Kiwi holds near multi-month highs against euro, pound
The New Zealand dollar holds near multi-month highs as investors prepare for a European Central Bank rate cut and more quantitative easing from the Bank of England.
The New Zealand dollar holds near multi-month highs as investors prepare for a European Central Bank rate cut and more quantitative easing from the Bank of England.
BUSINESSDESK: The New Zealand dollar held near multi-month highs against the euro and pound as investors prepare for a rate cut by the European Central Bank and more quantitative easing from the Bank of England when US markets are closed.
The kiwi held rose to 51.33 pence from 51.19 pence yesterday and advanced to 63.92 euro cents from 63.81 cents. That is near a two-month high against pound and a four-month high against the euro.

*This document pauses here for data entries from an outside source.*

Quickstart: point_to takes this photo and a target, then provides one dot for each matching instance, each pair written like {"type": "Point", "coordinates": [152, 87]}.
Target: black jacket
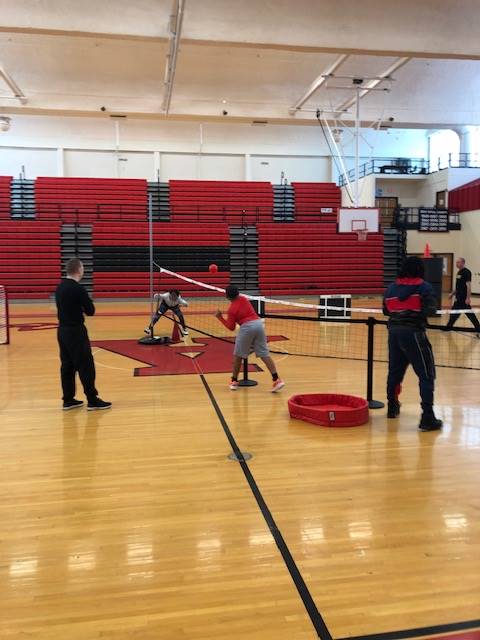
{"type": "Point", "coordinates": [72, 302]}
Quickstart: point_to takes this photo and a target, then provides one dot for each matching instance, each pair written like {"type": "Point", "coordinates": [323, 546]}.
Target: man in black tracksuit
{"type": "Point", "coordinates": [462, 293]}
{"type": "Point", "coordinates": [408, 301]}
{"type": "Point", "coordinates": [75, 352]}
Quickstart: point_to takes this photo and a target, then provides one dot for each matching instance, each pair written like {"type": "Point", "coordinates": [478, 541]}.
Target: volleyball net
{"type": "Point", "coordinates": [331, 326]}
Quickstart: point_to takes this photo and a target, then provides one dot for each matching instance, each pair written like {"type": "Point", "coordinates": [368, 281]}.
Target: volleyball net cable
{"type": "Point", "coordinates": [330, 326]}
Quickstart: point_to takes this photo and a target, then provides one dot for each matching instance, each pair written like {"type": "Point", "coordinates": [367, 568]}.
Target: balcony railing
{"type": "Point", "coordinates": [400, 166]}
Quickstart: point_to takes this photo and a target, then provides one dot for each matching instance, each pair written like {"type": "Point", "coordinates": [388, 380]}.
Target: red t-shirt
{"type": "Point", "coordinates": [240, 311]}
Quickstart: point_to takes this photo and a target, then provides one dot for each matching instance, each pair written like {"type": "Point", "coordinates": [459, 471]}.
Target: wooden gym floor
{"type": "Point", "coordinates": [133, 524]}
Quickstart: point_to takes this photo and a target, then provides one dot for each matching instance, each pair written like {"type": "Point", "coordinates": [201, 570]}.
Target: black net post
{"type": "Point", "coordinates": [246, 382]}
{"type": "Point", "coordinates": [372, 404]}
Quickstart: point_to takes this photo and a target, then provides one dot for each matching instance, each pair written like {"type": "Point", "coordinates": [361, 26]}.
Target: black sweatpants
{"type": "Point", "coordinates": [408, 345]}
{"type": "Point", "coordinates": [461, 304]}
{"type": "Point", "coordinates": [76, 355]}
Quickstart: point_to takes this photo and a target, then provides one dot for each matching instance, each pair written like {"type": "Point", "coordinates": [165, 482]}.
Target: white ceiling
{"type": "Point", "coordinates": [253, 59]}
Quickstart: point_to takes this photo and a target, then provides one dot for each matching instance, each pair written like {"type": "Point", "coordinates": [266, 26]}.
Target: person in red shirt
{"type": "Point", "coordinates": [250, 337]}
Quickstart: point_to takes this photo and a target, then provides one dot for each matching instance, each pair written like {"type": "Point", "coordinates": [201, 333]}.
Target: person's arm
{"type": "Point", "coordinates": [87, 303]}
{"type": "Point", "coordinates": [469, 291]}
{"type": "Point", "coordinates": [429, 302]}
{"type": "Point", "coordinates": [230, 321]}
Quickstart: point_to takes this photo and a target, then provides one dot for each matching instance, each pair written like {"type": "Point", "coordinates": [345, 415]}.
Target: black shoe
{"type": "Point", "coordinates": [72, 404]}
{"type": "Point", "coordinates": [428, 422]}
{"type": "Point", "coordinates": [98, 404]}
{"type": "Point", "coordinates": [393, 409]}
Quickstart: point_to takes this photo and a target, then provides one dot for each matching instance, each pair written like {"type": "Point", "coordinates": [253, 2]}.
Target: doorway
{"type": "Point", "coordinates": [386, 210]}
{"type": "Point", "coordinates": [447, 271]}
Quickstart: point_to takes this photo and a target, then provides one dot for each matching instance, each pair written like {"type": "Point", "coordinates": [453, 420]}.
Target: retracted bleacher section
{"type": "Point", "coordinates": [215, 200]}
{"type": "Point", "coordinates": [121, 256]}
{"type": "Point", "coordinates": [297, 255]}
{"type": "Point", "coordinates": [5, 196]}
{"type": "Point", "coordinates": [89, 199]}
{"type": "Point", "coordinates": [308, 258]}
{"type": "Point", "coordinates": [30, 258]}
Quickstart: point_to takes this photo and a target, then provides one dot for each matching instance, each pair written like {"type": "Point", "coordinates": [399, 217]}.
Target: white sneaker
{"type": "Point", "coordinates": [277, 385]}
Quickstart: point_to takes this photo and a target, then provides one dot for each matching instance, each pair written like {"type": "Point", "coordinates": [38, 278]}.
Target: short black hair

The currency was little changed at 80.49 US cents at 5pm from 80.38 cents at 8am and 80.40 cents yesterday.
Markets are expected to be quiet tomorrow, with Wall Street closed for the US Independence Day holiday and investors are gearing up for looser monetary policy at the British and European central banks.
The Bank of England is tipped to expand its asset purchase programme £50 billion to £375 billion in a bid to lift Britain out of its double-dip recession, while the ECB is expected to trim its benchmark rate a quarter-point to 0.75%, according to Bloomberg surveys.

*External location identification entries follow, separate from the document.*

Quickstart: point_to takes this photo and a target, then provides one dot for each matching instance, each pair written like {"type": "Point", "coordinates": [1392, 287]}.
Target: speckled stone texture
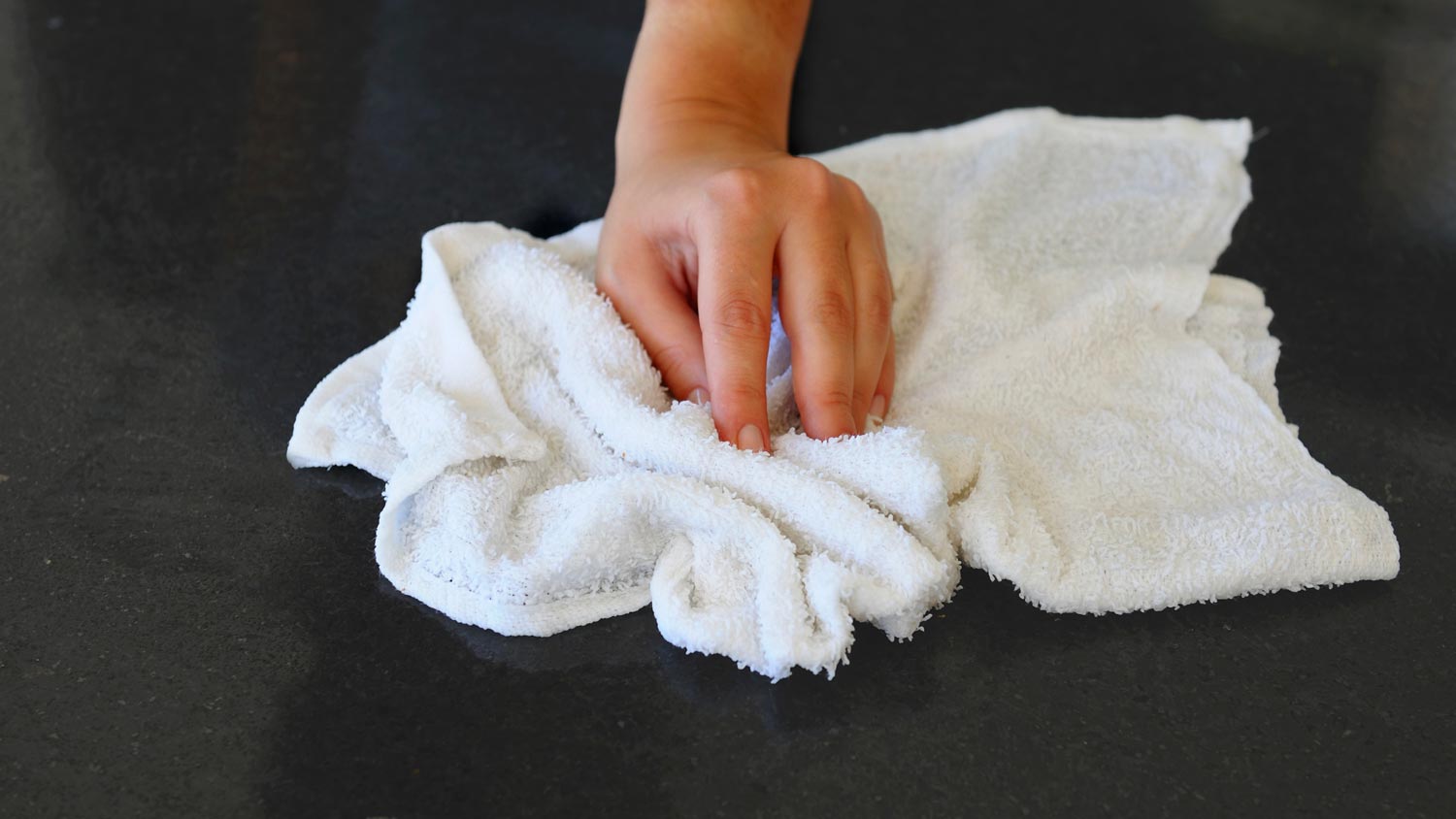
{"type": "Point", "coordinates": [204, 207]}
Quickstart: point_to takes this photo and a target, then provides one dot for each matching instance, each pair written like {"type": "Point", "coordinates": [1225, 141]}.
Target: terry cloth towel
{"type": "Point", "coordinates": [1080, 410]}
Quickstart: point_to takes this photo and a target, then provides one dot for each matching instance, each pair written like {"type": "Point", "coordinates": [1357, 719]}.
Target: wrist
{"type": "Point", "coordinates": [696, 125]}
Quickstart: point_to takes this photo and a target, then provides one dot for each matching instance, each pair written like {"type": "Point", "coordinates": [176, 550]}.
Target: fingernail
{"type": "Point", "coordinates": [877, 411]}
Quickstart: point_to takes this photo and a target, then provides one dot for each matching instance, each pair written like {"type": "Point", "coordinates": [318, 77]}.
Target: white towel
{"type": "Point", "coordinates": [1080, 408]}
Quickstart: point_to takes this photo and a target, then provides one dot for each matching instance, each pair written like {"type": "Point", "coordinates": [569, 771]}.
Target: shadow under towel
{"type": "Point", "coordinates": [1080, 410]}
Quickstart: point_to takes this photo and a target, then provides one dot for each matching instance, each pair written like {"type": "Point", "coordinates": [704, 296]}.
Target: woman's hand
{"type": "Point", "coordinates": [708, 209]}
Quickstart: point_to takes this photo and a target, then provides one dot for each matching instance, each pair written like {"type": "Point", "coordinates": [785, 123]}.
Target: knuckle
{"type": "Point", "coordinates": [833, 396]}
{"type": "Point", "coordinates": [736, 188]}
{"type": "Point", "coordinates": [878, 311]}
{"type": "Point", "coordinates": [742, 317]}
{"type": "Point", "coordinates": [855, 194]}
{"type": "Point", "coordinates": [673, 360]}
{"type": "Point", "coordinates": [814, 180]}
{"type": "Point", "coordinates": [833, 314]}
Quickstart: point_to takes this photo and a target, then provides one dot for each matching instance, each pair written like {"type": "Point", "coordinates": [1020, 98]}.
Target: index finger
{"type": "Point", "coordinates": [736, 313]}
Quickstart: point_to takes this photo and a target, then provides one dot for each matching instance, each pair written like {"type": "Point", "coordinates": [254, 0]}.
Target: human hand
{"type": "Point", "coordinates": [698, 229]}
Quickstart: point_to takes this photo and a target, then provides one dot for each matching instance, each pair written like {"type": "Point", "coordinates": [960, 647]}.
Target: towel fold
{"type": "Point", "coordinates": [1080, 408]}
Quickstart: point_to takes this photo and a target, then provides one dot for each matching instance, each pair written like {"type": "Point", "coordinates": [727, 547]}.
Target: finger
{"type": "Point", "coordinates": [817, 306]}
{"type": "Point", "coordinates": [640, 285]}
{"type": "Point", "coordinates": [736, 309]}
{"type": "Point", "coordinates": [884, 390]}
{"type": "Point", "coordinates": [874, 302]}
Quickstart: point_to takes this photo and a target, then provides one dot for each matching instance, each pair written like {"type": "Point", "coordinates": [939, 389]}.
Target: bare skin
{"type": "Point", "coordinates": [710, 209]}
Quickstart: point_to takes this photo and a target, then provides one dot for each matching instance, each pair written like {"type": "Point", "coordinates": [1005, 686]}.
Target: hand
{"type": "Point", "coordinates": [693, 236]}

"If we get more QE and a rate cut, we should see the kiwi push up against those currencies," said Chris Tennent-Brown, FX economist at Commonwealth Bank of Australia in Sydney.
"The kiwi/euro and kiwi/pound [cross-rates] have certainly picked up and the risks are to the upside."

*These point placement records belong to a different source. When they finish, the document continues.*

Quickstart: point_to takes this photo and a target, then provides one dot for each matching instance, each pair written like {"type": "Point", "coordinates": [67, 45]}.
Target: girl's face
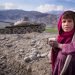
{"type": "Point", "coordinates": [67, 25]}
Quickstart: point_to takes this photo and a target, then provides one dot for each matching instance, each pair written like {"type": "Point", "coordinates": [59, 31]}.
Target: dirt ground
{"type": "Point", "coordinates": [14, 48]}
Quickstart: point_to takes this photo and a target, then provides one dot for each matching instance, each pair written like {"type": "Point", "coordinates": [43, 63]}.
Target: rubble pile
{"type": "Point", "coordinates": [25, 54]}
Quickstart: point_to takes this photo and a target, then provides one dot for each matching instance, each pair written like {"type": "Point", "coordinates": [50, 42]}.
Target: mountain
{"type": "Point", "coordinates": [14, 15]}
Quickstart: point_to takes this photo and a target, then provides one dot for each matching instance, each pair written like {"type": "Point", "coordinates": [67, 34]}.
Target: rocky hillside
{"type": "Point", "coordinates": [25, 54]}
{"type": "Point", "coordinates": [13, 15]}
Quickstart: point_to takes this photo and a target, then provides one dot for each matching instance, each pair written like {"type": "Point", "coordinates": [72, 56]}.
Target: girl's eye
{"type": "Point", "coordinates": [63, 21]}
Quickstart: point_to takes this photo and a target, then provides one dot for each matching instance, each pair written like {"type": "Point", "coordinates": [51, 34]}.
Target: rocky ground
{"type": "Point", "coordinates": [25, 54]}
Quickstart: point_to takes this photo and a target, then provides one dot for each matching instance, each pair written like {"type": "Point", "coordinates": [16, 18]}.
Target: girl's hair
{"type": "Point", "coordinates": [69, 15]}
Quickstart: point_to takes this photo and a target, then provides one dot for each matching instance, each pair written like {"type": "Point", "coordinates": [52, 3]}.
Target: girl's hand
{"type": "Point", "coordinates": [53, 43]}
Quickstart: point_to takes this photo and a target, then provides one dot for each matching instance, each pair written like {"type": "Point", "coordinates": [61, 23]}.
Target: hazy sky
{"type": "Point", "coordinates": [38, 5]}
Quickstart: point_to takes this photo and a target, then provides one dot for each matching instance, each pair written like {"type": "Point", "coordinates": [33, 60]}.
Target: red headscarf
{"type": "Point", "coordinates": [63, 37]}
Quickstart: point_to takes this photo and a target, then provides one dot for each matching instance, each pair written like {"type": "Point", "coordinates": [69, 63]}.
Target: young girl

The central bank meetings, scheduled for later tomorrow in Europe, come after the Reserve Bank of Australia left its target cash rate unchanged at 3.5% yesterday, while reducing its outlook for international growth.
The kiwi fell to 78.17 Australian cents from 78.34 cents yesterday.
Trading has been thin this week because of the looming US holiday, though American employment figures on Friday are expected to weigh on traders. Non-farm payrolls grew by 90,000 last month, according to a Reuters survey of economists.
The kiwi rose to 64.18 yen from 64.08 yen yesterday, and the trade-weighted index was little changed at 72.57 from 72.53.